V. İ. Lenin 1901 yılında yazıp bir yıl sonra yayımladığı Ne Yapmalı kitabında Rusya’daki işçi sınıfı hareketinin “yakıcı sorunlar”ını saptamıştı. Sorunları belki her zamankinden ve her yerdekinden daha “yakıcı” hisseden Türkiye koşullarında, sosyalizm tarihinin bu kült metnine dönüp baktığımızda görüyoruz ki orada tartışılan sorunlar hâlâ bütün yakıcılığıyla sosyal ve siyasal yaşamımızın her bir alanına değiyor.

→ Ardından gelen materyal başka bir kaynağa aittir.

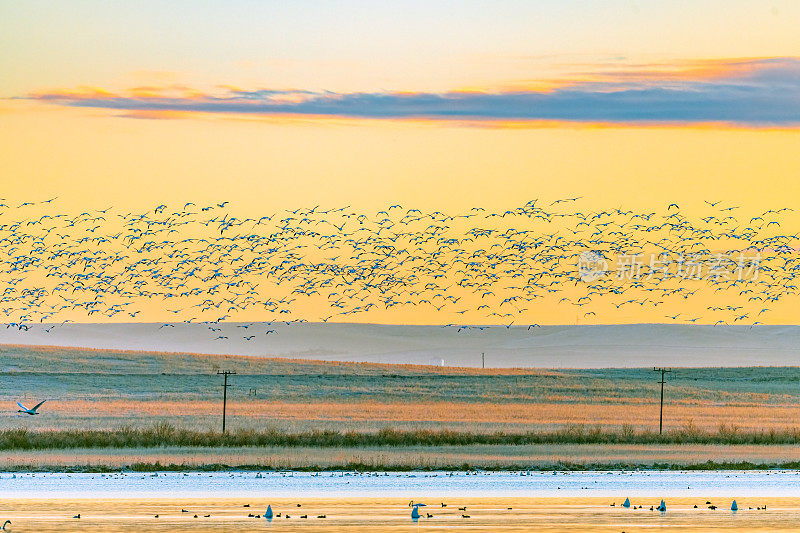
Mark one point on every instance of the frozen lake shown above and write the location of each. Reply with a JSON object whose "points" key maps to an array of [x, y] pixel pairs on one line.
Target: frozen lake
{"points": [[402, 484]]}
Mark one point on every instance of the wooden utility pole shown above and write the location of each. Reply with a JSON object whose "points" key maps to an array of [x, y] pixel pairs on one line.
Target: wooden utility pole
{"points": [[661, 414], [225, 386]]}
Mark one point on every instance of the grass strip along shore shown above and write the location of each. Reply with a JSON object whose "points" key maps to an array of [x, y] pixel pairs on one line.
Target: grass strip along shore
{"points": [[162, 434]]}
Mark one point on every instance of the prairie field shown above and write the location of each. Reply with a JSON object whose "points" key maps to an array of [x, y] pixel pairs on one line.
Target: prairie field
{"points": [[431, 416], [97, 389]]}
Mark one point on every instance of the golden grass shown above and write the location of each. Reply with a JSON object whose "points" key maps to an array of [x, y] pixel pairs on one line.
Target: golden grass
{"points": [[524, 416]]}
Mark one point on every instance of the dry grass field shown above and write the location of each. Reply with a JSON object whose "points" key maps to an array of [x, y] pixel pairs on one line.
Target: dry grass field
{"points": [[108, 389], [125, 392]]}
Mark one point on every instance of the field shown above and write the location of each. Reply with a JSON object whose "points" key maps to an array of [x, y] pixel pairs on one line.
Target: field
{"points": [[101, 399]]}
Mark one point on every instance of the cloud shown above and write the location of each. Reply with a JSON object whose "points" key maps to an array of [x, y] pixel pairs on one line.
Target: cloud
{"points": [[758, 92]]}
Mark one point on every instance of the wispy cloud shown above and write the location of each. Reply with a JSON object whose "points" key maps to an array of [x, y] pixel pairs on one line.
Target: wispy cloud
{"points": [[758, 92]]}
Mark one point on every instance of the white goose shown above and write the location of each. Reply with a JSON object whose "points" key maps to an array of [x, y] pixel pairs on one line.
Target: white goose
{"points": [[32, 411]]}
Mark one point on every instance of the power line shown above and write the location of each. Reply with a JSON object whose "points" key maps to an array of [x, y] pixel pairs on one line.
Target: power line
{"points": [[661, 414], [225, 386]]}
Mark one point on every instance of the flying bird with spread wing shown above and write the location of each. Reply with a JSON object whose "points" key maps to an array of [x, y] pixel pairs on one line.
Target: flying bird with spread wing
{"points": [[32, 411]]}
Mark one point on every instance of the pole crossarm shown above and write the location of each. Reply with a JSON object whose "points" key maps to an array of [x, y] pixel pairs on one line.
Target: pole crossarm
{"points": [[225, 374], [661, 412]]}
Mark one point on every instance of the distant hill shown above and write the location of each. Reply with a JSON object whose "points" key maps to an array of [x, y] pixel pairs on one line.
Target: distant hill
{"points": [[585, 346]]}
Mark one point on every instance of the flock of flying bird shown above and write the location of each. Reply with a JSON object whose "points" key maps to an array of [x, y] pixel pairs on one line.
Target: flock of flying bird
{"points": [[204, 264]]}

Ne Yapmalı’da her şeyden önce devrim sorunu tartışılır ve reformcu çözümlere karşı toplumsal ve siyasal bir köklü dönüşüm önerilir; devrim koşulsuz çağrıdır. Ne Yapmalı’nın diğer önemli başlığı örgüt sorunudur. “İşçi sınıfının eseri” olacak ve devrimi yönlendirecek bir mekanizma üzerine düşünen Lenin, çözümü Fransız İhtilali’nden itibaren siyasetin giderek daha çok merkezine oturan partilerde bulur ki bu aygıt takip eden bir yüzyıldan uzun bir süre boyunca sosyalist örgütlenmenin paradigması haline gelecektir. Diğer taraftan aydınları devrime emekçi sınıfların tarihinde hiç olmadığı kadar güçlü bir akıl yürütmeyle bağlar Lenin; böylece önderlik ve aydınlar sorununa da çalışmasındaki sorunlar arasında yer verir. Nihayetinde, yayın sorununu odağa alır ve kolektif bir bilinç üretiminin ve örgütlemenin aracı olarak işlev görecek bir yayın organı önerir.

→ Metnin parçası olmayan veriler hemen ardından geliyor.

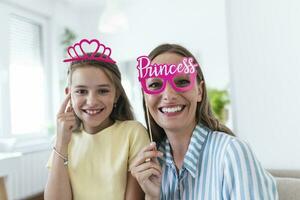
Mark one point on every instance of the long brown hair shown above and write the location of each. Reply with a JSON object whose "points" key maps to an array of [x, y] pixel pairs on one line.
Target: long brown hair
{"points": [[204, 113], [122, 109]]}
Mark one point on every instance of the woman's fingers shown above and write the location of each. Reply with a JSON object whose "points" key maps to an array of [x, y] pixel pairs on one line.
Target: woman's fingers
{"points": [[145, 175], [147, 153], [145, 166]]}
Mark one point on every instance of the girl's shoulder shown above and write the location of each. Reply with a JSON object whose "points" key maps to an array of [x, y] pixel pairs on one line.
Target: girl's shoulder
{"points": [[129, 124]]}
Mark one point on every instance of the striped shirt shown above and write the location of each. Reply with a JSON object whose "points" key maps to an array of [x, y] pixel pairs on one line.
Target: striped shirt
{"points": [[216, 166]]}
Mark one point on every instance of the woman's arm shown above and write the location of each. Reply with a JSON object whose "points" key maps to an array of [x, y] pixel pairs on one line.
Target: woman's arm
{"points": [[147, 171], [133, 189], [244, 176]]}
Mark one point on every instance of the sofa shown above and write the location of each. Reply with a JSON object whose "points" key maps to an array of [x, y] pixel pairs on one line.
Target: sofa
{"points": [[288, 184]]}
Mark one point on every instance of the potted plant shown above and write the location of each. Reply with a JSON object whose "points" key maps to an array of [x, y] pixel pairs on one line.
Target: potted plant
{"points": [[219, 99]]}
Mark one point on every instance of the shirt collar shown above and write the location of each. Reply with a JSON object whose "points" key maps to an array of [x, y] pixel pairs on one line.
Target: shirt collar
{"points": [[192, 156]]}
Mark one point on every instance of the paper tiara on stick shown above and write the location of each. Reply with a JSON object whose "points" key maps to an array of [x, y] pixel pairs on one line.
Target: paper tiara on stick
{"points": [[89, 50]]}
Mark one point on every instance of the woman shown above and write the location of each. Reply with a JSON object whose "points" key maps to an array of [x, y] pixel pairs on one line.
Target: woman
{"points": [[198, 157]]}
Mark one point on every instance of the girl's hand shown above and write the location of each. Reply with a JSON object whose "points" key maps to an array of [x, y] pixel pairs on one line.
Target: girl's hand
{"points": [[147, 171], [66, 122]]}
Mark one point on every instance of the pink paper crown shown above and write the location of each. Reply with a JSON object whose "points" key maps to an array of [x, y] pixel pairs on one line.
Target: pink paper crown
{"points": [[79, 51]]}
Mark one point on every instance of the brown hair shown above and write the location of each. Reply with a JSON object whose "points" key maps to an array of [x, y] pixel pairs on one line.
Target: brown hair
{"points": [[122, 110], [204, 113]]}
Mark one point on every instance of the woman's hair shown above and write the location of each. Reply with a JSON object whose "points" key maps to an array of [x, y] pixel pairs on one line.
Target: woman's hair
{"points": [[122, 109], [204, 113]]}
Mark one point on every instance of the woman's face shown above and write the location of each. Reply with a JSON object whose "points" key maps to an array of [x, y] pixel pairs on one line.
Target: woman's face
{"points": [[93, 96], [174, 111]]}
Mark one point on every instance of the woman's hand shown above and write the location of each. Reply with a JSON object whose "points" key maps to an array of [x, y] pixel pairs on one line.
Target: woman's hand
{"points": [[147, 171], [66, 122]]}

Ve evet, bugünden bakıldığında “Ne yapmalı” gibi “büyük ve felsefi” bir soruya “bir dergi çıkarmalı” şeklinde “küçük ve pragmatist” bir cevabın verilmesi belki garip gelebilir. Lakin artık her veçhesi devasa bir kitle iletişim ağı tarafından kuşatılmış günümüz toplumunda, adeta bir “iletişim kapitalizmi” çağında Lenin’in çok erken bir çağda medyaya atfettiği önemin öngörüsünü anlamak çok daha mümkündür; hele ki yüzlerce gazetecinin cezaevlerine doldurulduğu, sosyal medya kovuşturmalarının artık herkesi hedeflediği, medyanın tüm niteliğini ve özerkliğini yitirdiği bir zamanda. Ne Yapmalı’daki tüm bu sorunlar baki ve kongremizde 100 yılı geçen bir zamandan beri dolayımlanmış oldukları yeni biçimlerle tartışılacak elbet.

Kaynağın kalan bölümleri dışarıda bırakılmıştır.